Bill would make hospitals subject to open meeting law


Should Vermont hospitals be subject to the state’s open meeting law?

That’s the question legislators will consider Wednesday at a joint hearing of the House and Senate health committees . If House Bill 440 is enacted, the government transparency law  would apply to board meetings for hospitals and accountable care organizations come July 1.

“I think hospitals essentially operate as public institutions. They account for an enormous amount of our taxpayer dollars,” he said. “We should be able to better understand their decision-making processes. … As we engage in an era of health care reform, we ought to be opening up the process to public scrutiny whenever possible.”

Democratic Sen. Claire Ayer, who chairs the Senate Health and Welfare Committee, had a similar bill drafted, but she hasn’t introduced it. She said she wants to mull it over.

“We want to know if it makes sense for hospital meetings to be subject to the (open meeting) law,” she said. “The reason is that more than half of their dollars come from the public … so we have a real public interest in seeing that they’re well spent.”

But hospitals aren’t so keen on the idea. They point out that they are not government entities and that their budgets are subject to a public review process by the Green Mountain Care Board, which must adhere to the open meeting law.

The Vermont Association of Hospitals and Health Systems notes that the federal Centers for Medicare and Medicaid Services survey hospitals every three years and investigate patient complaints. When hospitals bring on new services and make capital improvements, they also must obtain a certificate of need from the state. The hospital association also points out that nonprofits have competitors, including those across state borders.

“We understand Vermonters are concerned about changes to how they receive and pay for their health care,” said Jill Olson, the association’s vice president of policy. “The open meeting law is an overly blunt instrument that could impede a constructive decision-making process. Community hospital board members should have the opportunity to consider and debate proposals before presenting them to their communities and regulators.”

Fletcher Allen Health Care shares the association’s position, spokesman Mike Noble said. Fletcher Allen’s board provides time for public input at each board meeting, he said.

“Fletcher Allen board meetings have had a period for public comment at the beginning of each meeting since it was founded in 1995,” he said. “Further, a portion of the board meetings (is) open to the public beyond the comment period. We publish a notice for those meetings in the Free Press and on our website.”

Democratic Rep. Mike Fisher, who chairs the House Health Care Committee, said he’s concerned that in light of the many federal and state regulatory shifts being thrust upon hospitals in the next year, such a bill might hinder their ability to quickly adapt.

“There are a lot of changes going on in the world of health care delivery at this moment, and while open access to decisions that affect the public is important, this is a difficult time to be making major changes like this to private nonprofits,” he said.

Last week, the Green Mountain Care Board met with leadership from the 501(c)(3) nonprofit Vermont Health Care for All — a single payer advocacy group, which is pushing for the hospital open meeting bill. The nonprofit representatives told the board that they support greater transparency, not necessarily the bill’s exact language.

Con Hogan, a board member and former secretary of the Agency of Human Services, said that if the group desired more transparency, it should take a different track.

“You’re on a worthy hunt here, but my thought would be that you really do need to redo this — not to make it part of the open meeting law, but to get it done in another way,” he said.

Ellen Oxfeld, a Middlebury College professor and vice president of the nonprofit, told the board that she fears another incident like Fletcher Allen’s Renaissance Project, when millions of dollars in costs were kept off the books and executives went to jail.

“That will not happen again,” said Dr.

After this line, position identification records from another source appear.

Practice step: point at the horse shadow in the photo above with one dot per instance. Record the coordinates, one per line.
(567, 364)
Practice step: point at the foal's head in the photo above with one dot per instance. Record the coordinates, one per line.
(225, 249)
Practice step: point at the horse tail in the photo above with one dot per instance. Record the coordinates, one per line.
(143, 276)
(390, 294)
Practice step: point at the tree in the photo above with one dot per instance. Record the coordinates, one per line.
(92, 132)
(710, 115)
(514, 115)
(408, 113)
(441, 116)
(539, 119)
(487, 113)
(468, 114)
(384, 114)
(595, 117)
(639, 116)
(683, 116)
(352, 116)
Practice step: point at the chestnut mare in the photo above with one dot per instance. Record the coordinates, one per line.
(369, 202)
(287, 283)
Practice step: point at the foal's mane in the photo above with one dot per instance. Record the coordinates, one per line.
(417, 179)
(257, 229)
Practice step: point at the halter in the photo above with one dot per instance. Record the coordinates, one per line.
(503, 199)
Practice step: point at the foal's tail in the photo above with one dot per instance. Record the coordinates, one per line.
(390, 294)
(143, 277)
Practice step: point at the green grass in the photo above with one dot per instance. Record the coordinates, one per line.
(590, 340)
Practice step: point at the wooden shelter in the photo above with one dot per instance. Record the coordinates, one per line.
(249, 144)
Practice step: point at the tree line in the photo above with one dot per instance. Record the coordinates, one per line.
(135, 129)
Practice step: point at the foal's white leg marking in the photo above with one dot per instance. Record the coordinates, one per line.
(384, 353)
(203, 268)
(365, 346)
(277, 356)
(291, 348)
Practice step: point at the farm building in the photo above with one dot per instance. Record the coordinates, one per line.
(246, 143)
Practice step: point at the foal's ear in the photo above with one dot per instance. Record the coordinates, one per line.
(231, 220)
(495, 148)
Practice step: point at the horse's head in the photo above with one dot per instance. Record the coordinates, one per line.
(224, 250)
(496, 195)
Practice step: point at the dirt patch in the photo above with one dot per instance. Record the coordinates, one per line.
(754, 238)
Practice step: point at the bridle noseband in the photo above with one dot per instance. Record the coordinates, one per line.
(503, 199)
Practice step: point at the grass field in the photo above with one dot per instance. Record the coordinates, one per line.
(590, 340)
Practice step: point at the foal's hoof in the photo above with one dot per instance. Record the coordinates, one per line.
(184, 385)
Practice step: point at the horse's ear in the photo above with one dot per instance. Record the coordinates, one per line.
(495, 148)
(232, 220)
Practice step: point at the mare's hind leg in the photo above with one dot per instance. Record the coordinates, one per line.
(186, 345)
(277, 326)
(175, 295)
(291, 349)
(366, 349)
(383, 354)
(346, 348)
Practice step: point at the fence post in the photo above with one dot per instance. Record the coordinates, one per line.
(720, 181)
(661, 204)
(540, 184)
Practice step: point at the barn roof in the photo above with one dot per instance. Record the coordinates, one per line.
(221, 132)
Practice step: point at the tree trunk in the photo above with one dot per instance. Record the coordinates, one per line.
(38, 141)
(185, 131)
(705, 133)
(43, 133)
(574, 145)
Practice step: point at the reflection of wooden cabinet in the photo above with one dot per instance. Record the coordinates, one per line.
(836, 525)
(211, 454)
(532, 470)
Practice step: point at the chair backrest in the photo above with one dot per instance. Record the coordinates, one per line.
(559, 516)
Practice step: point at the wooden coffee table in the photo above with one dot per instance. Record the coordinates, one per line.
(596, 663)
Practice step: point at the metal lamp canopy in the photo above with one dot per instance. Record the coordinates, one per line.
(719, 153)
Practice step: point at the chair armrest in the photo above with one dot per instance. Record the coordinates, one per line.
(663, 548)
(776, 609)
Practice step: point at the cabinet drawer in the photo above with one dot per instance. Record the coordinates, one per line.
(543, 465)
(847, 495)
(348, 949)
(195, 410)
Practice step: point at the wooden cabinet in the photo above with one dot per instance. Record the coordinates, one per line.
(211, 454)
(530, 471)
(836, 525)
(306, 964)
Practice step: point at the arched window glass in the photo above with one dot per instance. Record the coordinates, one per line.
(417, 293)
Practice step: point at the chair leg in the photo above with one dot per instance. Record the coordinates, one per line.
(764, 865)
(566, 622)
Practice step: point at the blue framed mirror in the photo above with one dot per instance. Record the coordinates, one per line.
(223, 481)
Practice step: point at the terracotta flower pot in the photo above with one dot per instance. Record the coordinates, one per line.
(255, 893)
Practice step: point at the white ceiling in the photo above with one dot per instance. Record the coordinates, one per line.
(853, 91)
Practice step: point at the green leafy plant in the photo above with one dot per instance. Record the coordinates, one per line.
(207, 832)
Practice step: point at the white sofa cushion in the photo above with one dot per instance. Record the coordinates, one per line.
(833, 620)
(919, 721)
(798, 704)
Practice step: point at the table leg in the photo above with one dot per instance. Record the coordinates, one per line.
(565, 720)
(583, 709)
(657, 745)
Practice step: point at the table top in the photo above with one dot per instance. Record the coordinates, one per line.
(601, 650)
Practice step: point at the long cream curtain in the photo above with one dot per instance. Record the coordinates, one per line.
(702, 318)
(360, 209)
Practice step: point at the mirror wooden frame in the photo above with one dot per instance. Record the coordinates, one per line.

Allan Ramsay, a Green Mountain Care Board member who formerly worked at Fletcher Allen.

Ramsay said he is concerned that hospital boards don’t represent the true diversity of the populations they serve. If boards aren’t held accountable by an open meeting law, he said, they should at least better represent the public.

“I’ll give you an example,” Ramsay told Bea Grause, the hospital association’s president. “On a (Federally Qualified Health Center) board more than half the board members have to be enrolled as patients. And, at least in the community health center in Burlington, one member at one point had to be homeless. That’s diversity.”